1. 程式人生 > >How much training data do you need?

How much training data do you need?

How much training data do you need?

The quality and amount of training data is often the single most dominant factor that determines the performance of a model. Once you have the training data angle covered, the rest usually follows. But exactly how much training data do you need? The correct answer is: it depends. It depends on the task you are trying to perform, the performance you want to achieve, the input features you have, the noise in the training data, the noise in your extracted features, the complexity of your model and so on. So the way to find out the interaction of all these variables is to train your model on varying amounts of training data and plot

learning curves. But this requires you to already have some decent amount of training data to construct interesting plots. What do you do when you are just starting out? Or when you suspect you have too little training data and want to estimate how big a problem you are in?

So instead of the dead accurate “correct” answer to the problem, how about an estimate, a practical rule of thumb? One way out is to take an empirical approach as follows. First, automatically generate a lot of logistic regression problems. For each generated problem, study the relationship between the amount of training data and the performance of the trained models. Observing this relationship over a range of problems, generalize to a simple rule.

Here is the code to generate a range of logistic regression problems and study the effect of varying the amount of training data. The code is based on Tensorflow. Running the code doesn’t require any special software or hardware (Tensorflow is open sourced by Google), and I was able to run the entire experiment on my laptop. Upon running, the code spits out the graph below.

The x-axis is the ratio of the number of training samples to the number of model parameters. The y-axis is the f-score of the trained model. The curves in different colors correspond to models that differ in the number of parameters. For example, the red curve which corresponds to a model with 128 parameters indicate how the fscore changes as one varies the number of training samples to 128 x 1, 128 x 2 and so on.

The first observation is that the f-score curves don’t vary as the parameters scale. This is expected given the models are linear and it’s good to see that some hidden non-linearity doesn’t creep in. Of course, larger models need more training data, but for a given ratio of the number of training samples to the number of model parameters you get the same peformance.

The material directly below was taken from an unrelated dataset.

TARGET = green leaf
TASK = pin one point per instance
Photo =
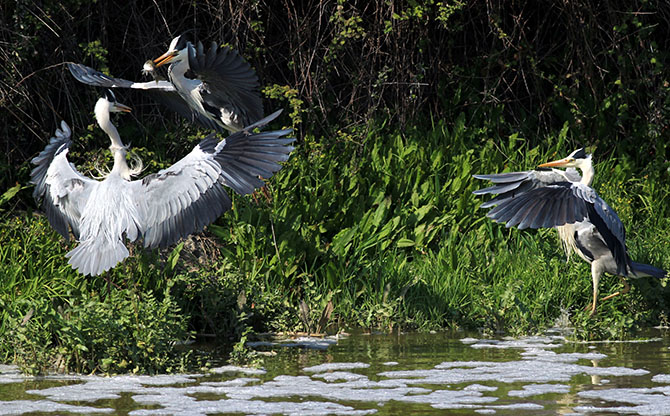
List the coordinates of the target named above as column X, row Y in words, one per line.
column 405, row 242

The second observation is that when the ratio of training samples to model parameters is 10:1, the f-score lands in the vicinity of 0.85 which we take as the definition of a well performing model. This leads us to the rule of 10, namely the amount of training data you need for a well performing model is 10x the number of parameters in the model.

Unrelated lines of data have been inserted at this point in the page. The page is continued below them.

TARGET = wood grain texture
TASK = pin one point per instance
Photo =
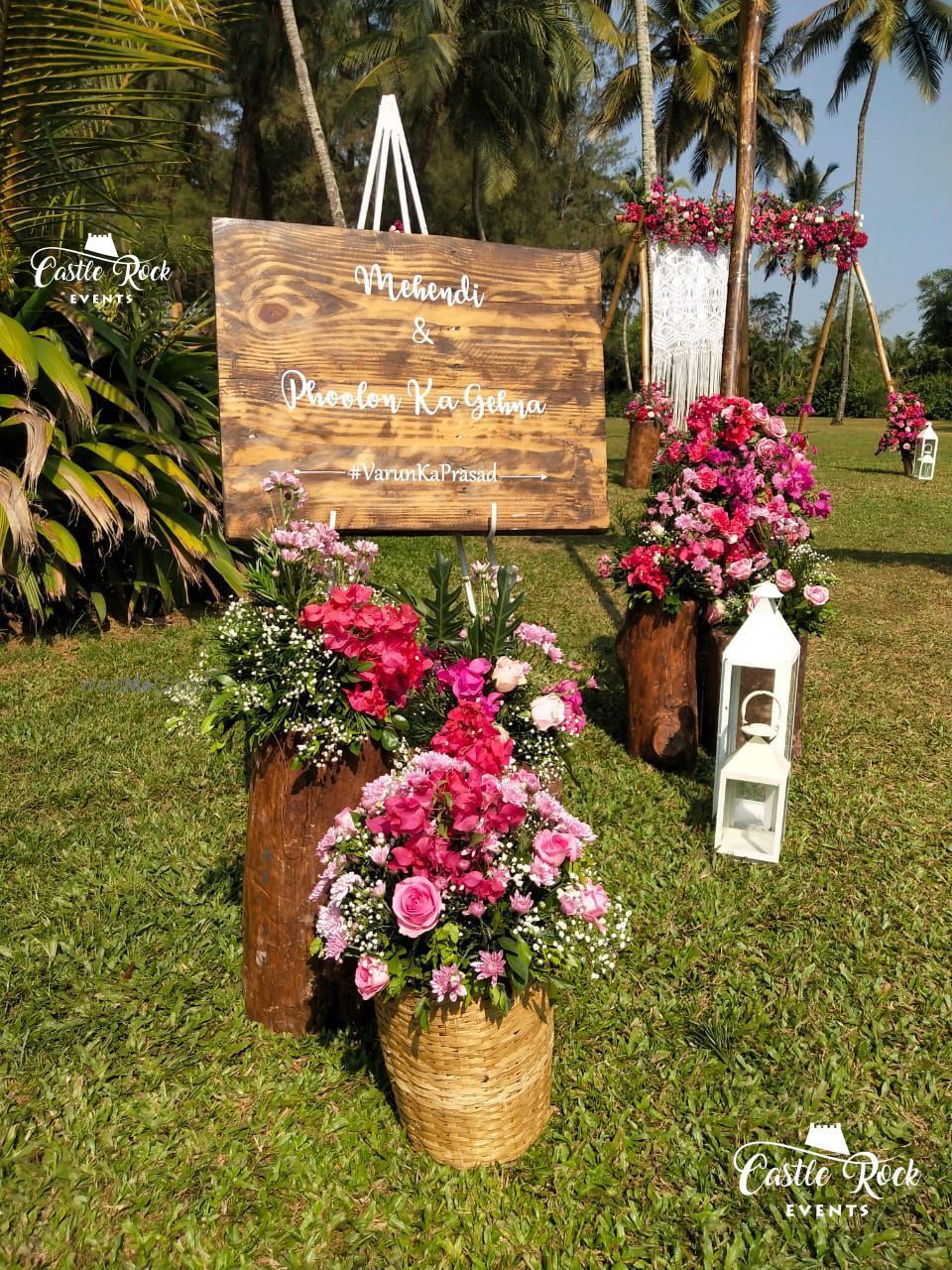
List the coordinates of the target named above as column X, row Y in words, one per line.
column 289, row 812
column 287, row 300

The rule of 10 transforms the problem of estimating the amount of training data required to knowing the number of parameters in the model, so it deserves some discussion. For linear models such as logistic regression, the number of parameters equal the number of input features since the model assigns a parameter corresponding to each feature. However there could be some complications:

  • Your features may be sparse, so counting the number of features may not be straightforward.
  • Due to regularization and feature selection techniques a lot of features may be discarded, so the real feature count is much smaller than the number of raw features that are input to the model.

One way to tackle the issue is to observe that you don’t really need labeled data to get an estimate of the number of features, even unlabeled examples are sufficient for that purpose. For example, given a large corpus of text, you can generate histograms of word frequencies to understand your feature space before beginning to label the data for training. Given the histogram, you can discard the words in the long tail to get an estimate of the real feature count, which then gives an estimate of the amount of training data you need applying the rule of 10.

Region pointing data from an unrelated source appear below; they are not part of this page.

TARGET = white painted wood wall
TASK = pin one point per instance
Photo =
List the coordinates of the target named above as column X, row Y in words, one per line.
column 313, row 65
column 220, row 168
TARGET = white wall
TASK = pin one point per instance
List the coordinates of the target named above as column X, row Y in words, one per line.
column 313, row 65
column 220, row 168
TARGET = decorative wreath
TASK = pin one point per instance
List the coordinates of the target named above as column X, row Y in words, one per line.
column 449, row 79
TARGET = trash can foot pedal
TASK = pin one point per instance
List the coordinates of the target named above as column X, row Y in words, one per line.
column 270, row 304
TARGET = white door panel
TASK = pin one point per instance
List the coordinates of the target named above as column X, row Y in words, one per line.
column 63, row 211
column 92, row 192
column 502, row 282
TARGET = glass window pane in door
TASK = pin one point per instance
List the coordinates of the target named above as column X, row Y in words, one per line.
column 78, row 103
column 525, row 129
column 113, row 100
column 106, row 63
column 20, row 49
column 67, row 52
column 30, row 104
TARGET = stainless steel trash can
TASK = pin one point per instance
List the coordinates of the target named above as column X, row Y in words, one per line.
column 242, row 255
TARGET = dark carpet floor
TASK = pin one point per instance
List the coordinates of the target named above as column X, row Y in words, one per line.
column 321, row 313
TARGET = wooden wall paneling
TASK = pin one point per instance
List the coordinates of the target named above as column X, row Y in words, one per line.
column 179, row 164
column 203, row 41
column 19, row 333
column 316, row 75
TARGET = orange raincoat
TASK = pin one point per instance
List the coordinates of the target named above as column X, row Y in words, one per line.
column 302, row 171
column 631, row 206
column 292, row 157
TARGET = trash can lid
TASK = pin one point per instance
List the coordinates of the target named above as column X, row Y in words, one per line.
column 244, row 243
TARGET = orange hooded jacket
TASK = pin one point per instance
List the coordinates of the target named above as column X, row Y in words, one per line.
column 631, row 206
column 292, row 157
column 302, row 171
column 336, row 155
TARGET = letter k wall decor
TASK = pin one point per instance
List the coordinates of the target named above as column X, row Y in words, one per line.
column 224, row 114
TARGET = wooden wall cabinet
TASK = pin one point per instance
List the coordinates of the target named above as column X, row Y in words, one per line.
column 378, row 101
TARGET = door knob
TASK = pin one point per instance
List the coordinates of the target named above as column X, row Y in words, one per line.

Neural networks pose a different set of problems than linear models like logistic regression. To get the number of parameters in a neural network you need to

  • Count the number of parameters used in the embedding layer if your input is sparse (see the Tensorflow tutorial on word embeddings for example).
  • Count the number of edges in your network.

The problem is the relationship between the parameters in a neural network is no longer linear, so the emperical study we did based on logistic regression doesn’t really apply anymore. In such cases you can treat the rule of 10 as a lower bound to the amount of training data needed.

Despite the complications above, in my experience the rule of 10 seem to work across a wide range of problems, including shallow neural nets. However when in doubt, plug in your own model and assumptions in the Tensorflow code and run the simulation to study it’s effects. Please feel free to share if you gain any insight in the process.

See also:

相關推薦

How much training data do you need?

How much training data do you need?The quality and amount of training data is often the single most dominant factor that determines the performance of a mo

How Much Money Do You Need to Move the Bitcoin Market?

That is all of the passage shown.